In 2009, Bob and the Showgram raised over $115,000 for the pediatric brain tumor foundation through donations collected through a 12-hour-long marathon and an auction. In 2010, Bob and the Showgram raised nearly $200,000 for the PBTF. Bob's Buddies has raised more money each year with charitable events other than the radiothon, which continues to be highly successful for the PBTF.

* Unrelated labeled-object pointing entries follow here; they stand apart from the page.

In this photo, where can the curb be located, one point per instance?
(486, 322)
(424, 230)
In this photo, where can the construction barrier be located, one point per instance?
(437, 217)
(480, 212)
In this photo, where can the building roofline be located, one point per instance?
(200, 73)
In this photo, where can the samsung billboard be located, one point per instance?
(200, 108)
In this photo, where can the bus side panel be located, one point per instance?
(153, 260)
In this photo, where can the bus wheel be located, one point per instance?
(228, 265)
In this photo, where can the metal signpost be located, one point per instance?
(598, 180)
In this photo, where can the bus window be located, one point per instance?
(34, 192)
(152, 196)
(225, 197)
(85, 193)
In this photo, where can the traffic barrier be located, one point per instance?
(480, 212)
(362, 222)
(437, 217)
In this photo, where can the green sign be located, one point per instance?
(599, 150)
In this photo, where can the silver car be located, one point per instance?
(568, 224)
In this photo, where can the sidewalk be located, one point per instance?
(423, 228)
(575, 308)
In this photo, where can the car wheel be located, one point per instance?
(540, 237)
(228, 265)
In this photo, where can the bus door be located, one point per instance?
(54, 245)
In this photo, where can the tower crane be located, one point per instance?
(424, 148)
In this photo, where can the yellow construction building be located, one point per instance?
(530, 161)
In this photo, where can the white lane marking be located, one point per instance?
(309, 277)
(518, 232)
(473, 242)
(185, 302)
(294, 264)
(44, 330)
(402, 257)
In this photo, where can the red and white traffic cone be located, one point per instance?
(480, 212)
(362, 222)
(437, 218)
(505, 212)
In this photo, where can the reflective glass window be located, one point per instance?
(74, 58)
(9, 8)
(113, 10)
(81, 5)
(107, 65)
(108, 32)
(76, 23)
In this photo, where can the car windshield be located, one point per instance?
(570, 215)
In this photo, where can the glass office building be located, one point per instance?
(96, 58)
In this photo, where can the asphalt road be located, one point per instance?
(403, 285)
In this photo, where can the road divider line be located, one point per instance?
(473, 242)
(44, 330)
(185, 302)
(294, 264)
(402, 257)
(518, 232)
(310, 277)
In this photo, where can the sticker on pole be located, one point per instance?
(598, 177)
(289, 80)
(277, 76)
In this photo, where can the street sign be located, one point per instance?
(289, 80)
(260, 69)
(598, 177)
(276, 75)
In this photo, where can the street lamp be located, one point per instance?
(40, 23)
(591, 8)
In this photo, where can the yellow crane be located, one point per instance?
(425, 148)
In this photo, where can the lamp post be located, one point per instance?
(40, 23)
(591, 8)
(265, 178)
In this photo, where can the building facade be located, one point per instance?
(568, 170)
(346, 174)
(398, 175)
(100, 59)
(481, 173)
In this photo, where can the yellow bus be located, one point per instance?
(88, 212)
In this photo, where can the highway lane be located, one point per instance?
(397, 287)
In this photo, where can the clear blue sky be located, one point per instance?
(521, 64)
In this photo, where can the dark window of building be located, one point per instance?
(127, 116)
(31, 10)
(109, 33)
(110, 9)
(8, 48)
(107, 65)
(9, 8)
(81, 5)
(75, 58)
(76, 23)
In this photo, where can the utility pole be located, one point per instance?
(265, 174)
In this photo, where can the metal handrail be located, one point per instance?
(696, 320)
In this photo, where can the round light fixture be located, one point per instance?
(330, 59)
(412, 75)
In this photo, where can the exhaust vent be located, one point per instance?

===Assistance to local law enforcement===
- A show segment Bob The Bounty Hunter has been successful at spreading the word about wanted criminals in five North Carolina counties. The local community has stepped up to call in tips about fugitives after hearing their descriptions on the show, however, Dumas ended this segment in August 2009 after the Showgram had been syndicated to the Greensboro, NC market. As of June 2010, no station in the Greensboro market carries the Showgram, so it is currently unknown at this time if Dumas will re-introduce this segment.
- In 2004 the show participated in G105's "Operation Teddy Bear", a program designed to collect teddy bears from the community and provide those to children when law enforcement officials responded to a call where kids would be involved.

===Disaster relief===
- In 2005 the show hosted a Hurricane Katrina Relief effort entitled Bob & The Showgram’s Bus to the Bayou which collected 11 tractor trailers full of supplies from the community and Dumas himself helped deliver them to communities affected by the hurricane in Mississippi and Louisiana.
- On April 18, 2011, Bob and the Showgram hosted a relief effort for the series of tornadoes that swept across North Carolina two days prior. They were the first group to donate to the cause, donating seven pallets of water, food, and other goods to the local Food Bank. In addition, they raised money for Red Cross Disaster Relief and, partnered with Harris Teeter, handed out bags of ice to families without power.

===Other charity involvement===
- In April 2008 the cast of the show was active in the "Angels Among Us" charity event, participating as "Team Larry".